Wig Sherman—whose good cheer and gossip over the years has made him your unacknowledged associate class secretary—and I caught up recently. After Wes, he served in ‘Nam in the Army working with IEDs—a most unenviable assignment. Then Wharton, and a very successful run on Wall Street. Mid-life two things converged which changed his course: second thoughts about his career, and the prolonged illness and ultimate death of his daughter, Whitney, at 13. He then got a master’s in education and planned to teach in his hometown of Wilton, Conn., but instead got approached about joining the Board of Education, which he did. (That precluded his teaching in town.) He toiled mightily and with distinction on the Board (“more hours than I ever put in on Wall Street”). As its chair, he addressed the graduating class several years, most thoughtfully ruminating—as the son of a gas station owner—on the meaning and obligations of affluence to the high school’s graduates in this very upscale town. In Vero Beach for the last five years, Wig keeps up with a lot of brothers from the Lodge. Ralph Boynton ’69 lives in his complex, and Bob Newhouse is planning to move in.

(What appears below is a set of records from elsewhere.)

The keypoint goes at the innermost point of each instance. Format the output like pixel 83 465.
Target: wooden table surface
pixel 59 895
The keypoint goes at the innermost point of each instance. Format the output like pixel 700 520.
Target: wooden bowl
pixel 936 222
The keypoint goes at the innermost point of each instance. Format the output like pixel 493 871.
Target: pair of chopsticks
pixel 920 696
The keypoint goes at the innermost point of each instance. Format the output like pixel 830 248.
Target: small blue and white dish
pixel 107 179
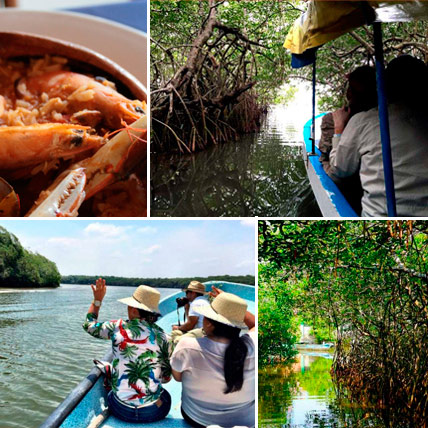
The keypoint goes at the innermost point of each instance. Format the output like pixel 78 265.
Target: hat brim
pixel 196 291
pixel 130 301
pixel 209 312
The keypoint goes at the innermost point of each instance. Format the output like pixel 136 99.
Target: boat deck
pixel 329 198
pixel 88 411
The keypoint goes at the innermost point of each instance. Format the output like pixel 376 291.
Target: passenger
pixel 195 295
pixel 361 96
pixel 140 355
pixel 218 371
pixel 358 146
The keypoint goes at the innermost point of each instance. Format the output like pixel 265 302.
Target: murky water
pixel 44 352
pixel 302 395
pixel 263 174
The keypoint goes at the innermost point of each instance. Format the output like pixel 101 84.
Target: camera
pixel 181 301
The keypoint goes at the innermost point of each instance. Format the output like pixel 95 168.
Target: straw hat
pixel 196 286
pixel 144 297
pixel 227 309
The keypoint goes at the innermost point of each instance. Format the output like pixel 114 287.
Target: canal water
pixel 303 395
pixel 262 174
pixel 44 352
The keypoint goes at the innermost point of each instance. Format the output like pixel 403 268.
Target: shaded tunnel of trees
pixel 217 65
pixel 364 285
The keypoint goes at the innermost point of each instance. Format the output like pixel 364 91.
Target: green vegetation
pixel 366 282
pixel 22 268
pixel 215 65
pixel 155 282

I caught up with John Mergendoller, a southern California native, now in the Bay Area. (There was a picture of him online and he looked both well and very California.) After Harvard’s School of Ed, he did his doctorate at Michigan and enjoyed a Fulbright in Geneva. Most of his career was with the Buck Institute for Education, an outfit that works face-to-face with 15,000 educators worldwide each year, advancing project-centered learning. John is quite involved with music, playing acoustic guitar and mandolin in groups. His wife, Jessica, has a doctorate in anthropology and taught at UCSF’s medical school. Their son, Jacob ’11, lives in Brooklyn and works in the tech world, while their daughter, Julia ’07, works at Berkeley’s Latin America Studies Center. He keeps up with some of his Beta brothers: Frank Phillippi, Bud Bourke, Bob Knox, and Dick Cavanagh.

Brian Frosh, a Columbia Law School grad, is Maryland’s attorney general. An April 11 article in the Baltimore Sun opined that he “doesn’t have an A-list air about him. But late in the afternoon on the General Assembly’s final day, he was greeted like a celebrity when he walked onto the floor of the Maryland Senate. Senate Finance Committee Chairman Thomas ‘Mac’ Middleton threw an arm around him. Education, Health and Environmental Affairs Chairwoman Joan Carter Conway kicked up a foot, and all three smiled broadly for a photo. ‘We love our A.G.,’ Middleton said.”

The occasion for the article was that Brian had “emerged from the annual 90-day [legislative] session as one of the major winners.” Drawing on ties he cultivated as a 28-year member of the General Assembly representing the Silver Spring area, Brian succeeded in gaining for the attorney general position itself a considerable boost in power. In this newly empowered role, he is expected to defend Maryland’s reformed money bail system, to fight against sharp pharmaceutical price increases, and for the rights of emigrants. Though a trusted figure in Maryland politics, he has ruled out a run for higher office.

In closing, I’d note I am writing this on May 26 and, if everything goes as it should, we will be together next May 26 celebrating our 50th—which to my mind, leastwise, is a big deal. Humor me and show up.